A high school history teacher in the city of Khabarovsk in Russia’s Far East has founded an organisation to encourage young people to study Juche, North Korea’s official ideology of self-reliance, at the school where he works, Russia’s state-owned news agency TASS reported on Tuesday.
Vladislav Kushnirenko, who founded the Youth Organisation for the Study of Juche, said that the North Korean consul in the city, Lee Sen Il, had supported the founding of the group, the aim of which was to further develop bilateral relations between North Korea and Russia.

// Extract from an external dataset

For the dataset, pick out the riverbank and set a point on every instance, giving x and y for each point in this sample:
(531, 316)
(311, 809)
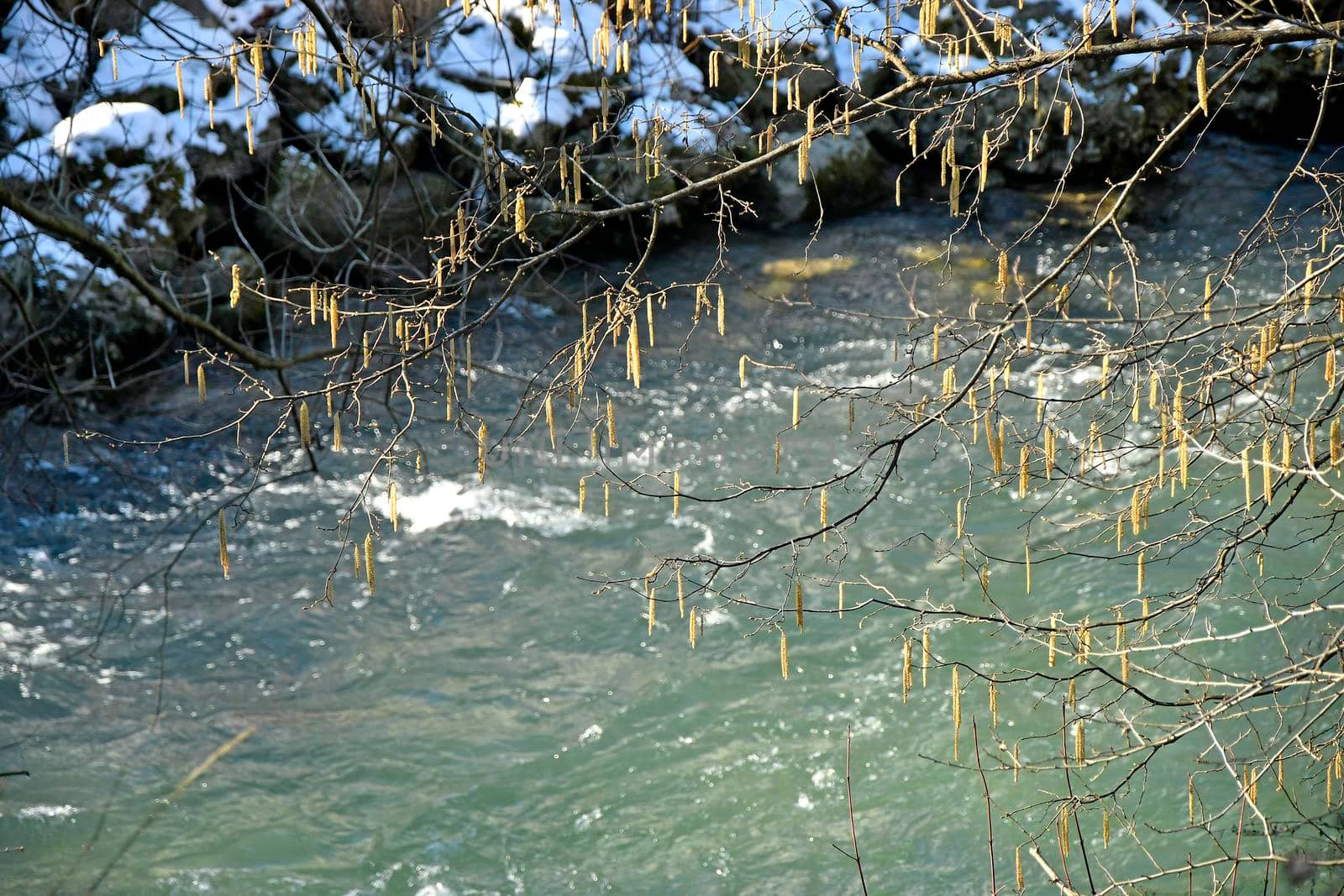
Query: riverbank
(214, 145)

Kushnirenko said that the group had already organised three events for schoolchildren, including one where pupils discussed the first volume of With the Century, the autobiography of North Korea’s founder Kim Il Sung, who created the Juche ideology.
Variously described as a quasi-religion, a deviation from Marxism-Leninism, and both a fascist and nationalist ideology, Juche emerged as a doctrine distinct from other communist ideologies in the 1970s as the personality cult of dictator Kim Il Sung reached extraordinary heights.
Among the research projects the group plans to undertake, according to Kushnirenko, are ones on the North Korean Air Force, the revival of Japanese militarism as a threat to Russia and North Korea, and the defeat of the United States at the Battle of Taejon in 1950.
“I’m trying to make the greatest contribution I can to strengthening relations between Russia and North Korea. The stronger the alliance between Moscow and Pyongyang, the closer the collapse of American imperialism will be,” Kushnirenko said.
In signs of ever-warming relations between Moscow and Pyongyang, Russia’s lower house of parliament, the State Duma, voted on 24 October to ratify a defence pact with North Korea that provides for “mutual assistance” if either country comes under attack.
NATO Secretary General Mark Rutte confirmed on Monday that North Korean troops had been deployed to Russia’s southwestern Kursk region, the first time North Korean soldiers have taken part in military operations outside their country.
Ukraine’s military intelligence chief Kyrylo Budanov told American news outlet The War Zone last week that 11,000 North Korean infantry troops were undergoing training in Russia’s Far East ahead of deployment to Ukraine, while South Korean intelligence reported on 18 October that Pyongyang planned to send up to 12,000 troops to bolster the Russian military in Ukraine.